Юра помолчал секунду.
— Трагедия Треплева не в матери, — сказал он тихо. — И не в Тригорине.
— А в чем же?
— В том, что он талантлив, но у него нет языка. Он чувствует больше, чем может выразить. Он немой, который пытается петь. Он ищет «новые формы» не потому, что хочет выпендриться, а потому что старые слова ему тесны. Он задыхается в них. И когда он понимает, что так и не нашел свой голос… он стреляется. Потому что молчать он больше не может, а говорить не умеет.
В аудитории повисла тишина.
Женщина сняла очки. Посмотрела на него с удивлением.
— Немой, который пытается петь… — повторила она. — Это… неожиданная трактовка. Очень взрослая. Вы сами это придумали или прочитали у кого-то?
— Сам. Я просто… представил себя на его месте.
Захава откинулся на спинку кресла. Сложил руки на груди.
— Представили, значит…
Наступил момент истины. Разминка закончилась. Начался допрос.
— Скажите, Лоцман, — голос ректора стал вкрадчивым, мягким, но в этой мягкости лязгнул капкан. — А вам не кажется, что вы слишком часто «представляете себя на месте» трагических героев? Блок. Треплев. Басня эта ваша страшная. Откуда такая тяга к мраку?
Этуш, сидевший сбоку, внимательно следил за реакцией Юры, прищурив глаз.
— Вам шестнадцать лет, — продолжал Захава. — У вас вся жизнь впереди. Солнце, девушки, строительство БАМа. А вы смотрите на нас так, будто вчера похоронили всю семью. Вы что-то скрываете? У вас драма? Несчастная любовь? Болезнь?
Юра почувствовал, как по спине потек холодный пот. Они копали. Они хотели знать правду.

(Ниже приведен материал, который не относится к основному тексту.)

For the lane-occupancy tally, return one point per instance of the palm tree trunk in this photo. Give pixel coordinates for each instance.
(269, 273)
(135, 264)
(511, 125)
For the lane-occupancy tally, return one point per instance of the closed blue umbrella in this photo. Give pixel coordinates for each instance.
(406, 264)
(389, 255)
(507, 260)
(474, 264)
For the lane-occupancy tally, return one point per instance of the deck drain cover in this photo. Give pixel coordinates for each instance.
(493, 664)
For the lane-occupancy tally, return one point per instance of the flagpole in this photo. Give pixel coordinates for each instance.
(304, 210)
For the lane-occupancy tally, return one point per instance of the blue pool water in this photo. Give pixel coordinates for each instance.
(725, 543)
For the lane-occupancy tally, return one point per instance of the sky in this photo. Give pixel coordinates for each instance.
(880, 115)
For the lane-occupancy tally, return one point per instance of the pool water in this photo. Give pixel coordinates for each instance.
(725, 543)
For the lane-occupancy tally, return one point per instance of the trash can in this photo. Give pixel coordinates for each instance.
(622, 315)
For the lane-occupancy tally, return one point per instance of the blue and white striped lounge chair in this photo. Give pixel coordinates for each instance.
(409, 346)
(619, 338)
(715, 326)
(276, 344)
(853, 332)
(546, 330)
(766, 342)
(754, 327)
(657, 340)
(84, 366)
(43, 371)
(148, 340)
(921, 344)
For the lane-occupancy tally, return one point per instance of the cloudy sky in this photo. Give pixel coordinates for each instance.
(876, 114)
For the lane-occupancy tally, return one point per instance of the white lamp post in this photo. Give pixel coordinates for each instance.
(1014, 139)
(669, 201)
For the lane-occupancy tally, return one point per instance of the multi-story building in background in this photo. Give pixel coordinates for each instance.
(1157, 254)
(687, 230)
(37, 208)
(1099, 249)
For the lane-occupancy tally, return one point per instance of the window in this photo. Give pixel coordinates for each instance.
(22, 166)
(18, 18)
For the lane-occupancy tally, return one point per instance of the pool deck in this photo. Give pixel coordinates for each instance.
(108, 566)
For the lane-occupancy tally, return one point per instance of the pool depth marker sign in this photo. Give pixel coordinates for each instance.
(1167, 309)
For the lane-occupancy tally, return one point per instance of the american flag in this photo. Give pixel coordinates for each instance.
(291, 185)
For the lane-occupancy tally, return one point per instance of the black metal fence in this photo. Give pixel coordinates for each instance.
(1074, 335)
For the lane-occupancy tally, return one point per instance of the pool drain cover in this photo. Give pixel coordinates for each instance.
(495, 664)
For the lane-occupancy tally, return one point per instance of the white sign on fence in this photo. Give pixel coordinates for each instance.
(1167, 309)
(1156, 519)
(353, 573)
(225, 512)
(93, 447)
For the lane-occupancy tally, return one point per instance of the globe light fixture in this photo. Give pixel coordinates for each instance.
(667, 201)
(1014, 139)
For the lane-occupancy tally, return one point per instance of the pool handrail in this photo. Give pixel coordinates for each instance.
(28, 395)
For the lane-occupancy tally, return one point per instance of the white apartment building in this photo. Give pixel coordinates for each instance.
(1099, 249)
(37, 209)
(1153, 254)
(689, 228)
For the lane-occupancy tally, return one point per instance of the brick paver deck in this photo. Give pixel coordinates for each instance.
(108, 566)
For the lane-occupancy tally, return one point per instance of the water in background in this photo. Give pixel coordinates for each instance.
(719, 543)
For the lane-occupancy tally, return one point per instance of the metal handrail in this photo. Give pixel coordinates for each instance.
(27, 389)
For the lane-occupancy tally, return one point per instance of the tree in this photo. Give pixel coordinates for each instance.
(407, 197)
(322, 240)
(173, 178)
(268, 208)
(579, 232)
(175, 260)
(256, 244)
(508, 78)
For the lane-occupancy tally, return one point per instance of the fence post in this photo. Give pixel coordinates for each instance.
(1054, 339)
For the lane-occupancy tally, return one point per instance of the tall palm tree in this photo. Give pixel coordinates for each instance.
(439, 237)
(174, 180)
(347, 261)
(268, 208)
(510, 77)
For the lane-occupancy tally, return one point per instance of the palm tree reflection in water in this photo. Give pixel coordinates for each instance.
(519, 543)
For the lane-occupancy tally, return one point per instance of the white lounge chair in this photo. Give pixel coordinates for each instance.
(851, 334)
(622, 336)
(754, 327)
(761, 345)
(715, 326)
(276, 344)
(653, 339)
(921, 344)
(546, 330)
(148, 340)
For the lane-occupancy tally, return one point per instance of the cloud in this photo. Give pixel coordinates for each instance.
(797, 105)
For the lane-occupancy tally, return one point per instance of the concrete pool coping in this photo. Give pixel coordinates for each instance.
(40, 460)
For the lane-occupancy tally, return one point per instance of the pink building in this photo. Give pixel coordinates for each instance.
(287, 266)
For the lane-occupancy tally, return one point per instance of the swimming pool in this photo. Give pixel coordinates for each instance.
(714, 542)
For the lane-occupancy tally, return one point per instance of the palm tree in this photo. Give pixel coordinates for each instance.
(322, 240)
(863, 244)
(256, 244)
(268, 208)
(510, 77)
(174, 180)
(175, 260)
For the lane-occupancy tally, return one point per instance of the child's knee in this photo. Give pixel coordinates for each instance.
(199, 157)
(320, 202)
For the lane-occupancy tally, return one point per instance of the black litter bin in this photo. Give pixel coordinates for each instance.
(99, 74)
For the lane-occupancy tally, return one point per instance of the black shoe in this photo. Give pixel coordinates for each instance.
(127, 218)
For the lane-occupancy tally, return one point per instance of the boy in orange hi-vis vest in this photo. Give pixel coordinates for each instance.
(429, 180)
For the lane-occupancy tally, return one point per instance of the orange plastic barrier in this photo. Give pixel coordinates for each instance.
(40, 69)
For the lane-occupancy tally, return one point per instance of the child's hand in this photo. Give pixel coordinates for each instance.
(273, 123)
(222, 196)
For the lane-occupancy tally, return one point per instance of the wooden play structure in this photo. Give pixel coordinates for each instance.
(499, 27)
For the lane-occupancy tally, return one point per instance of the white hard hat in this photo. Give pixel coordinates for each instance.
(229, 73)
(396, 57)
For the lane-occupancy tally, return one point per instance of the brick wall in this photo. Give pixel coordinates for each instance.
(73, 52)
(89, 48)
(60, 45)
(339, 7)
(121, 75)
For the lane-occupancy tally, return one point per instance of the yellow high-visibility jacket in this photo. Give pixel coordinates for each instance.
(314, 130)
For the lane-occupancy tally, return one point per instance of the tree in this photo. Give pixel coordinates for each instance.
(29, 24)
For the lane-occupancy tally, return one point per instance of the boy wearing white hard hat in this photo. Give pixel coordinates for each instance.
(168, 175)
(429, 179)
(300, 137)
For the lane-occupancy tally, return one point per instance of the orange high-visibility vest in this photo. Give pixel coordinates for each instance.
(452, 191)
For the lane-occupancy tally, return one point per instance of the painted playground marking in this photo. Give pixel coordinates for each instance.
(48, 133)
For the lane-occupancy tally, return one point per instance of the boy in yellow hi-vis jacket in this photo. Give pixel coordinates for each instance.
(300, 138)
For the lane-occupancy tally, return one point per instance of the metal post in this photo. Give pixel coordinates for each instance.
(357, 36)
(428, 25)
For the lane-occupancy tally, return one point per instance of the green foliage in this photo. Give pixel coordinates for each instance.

Но правду говорить было нельзя.
Он вспомнил совет Вершинина. «Легенда. Загадка — это манок».
Юра поднял глаза. Посмотрел прямо в лицо Захаве. И позволил себе чуть-чуть, самую малость, той самой «старости» во взгляде.
— Нет драмы, Борис Евгеньевич. И семья жива. Просто…
Он сделал паузу. Мастерскую, театральную паузу.
— Просто я запойный читатель. Я читаю с четырех лет. И у меня… дурное свойство. Проклятие, наверное.
— Какое же? — Этуш подался вперед.
— Я вживаюсь. Без остатка. Я прочитал Ремарка — и неделю ходил контуженный, слышал взрывы, боялся неба. Прочитал Достоевского — и мне казалось, что я Раскольников, что у меня руки в крови. Я иногда путаю, где я, а где книга. Книжная боль становится моей. Я не умею ставить фильтр.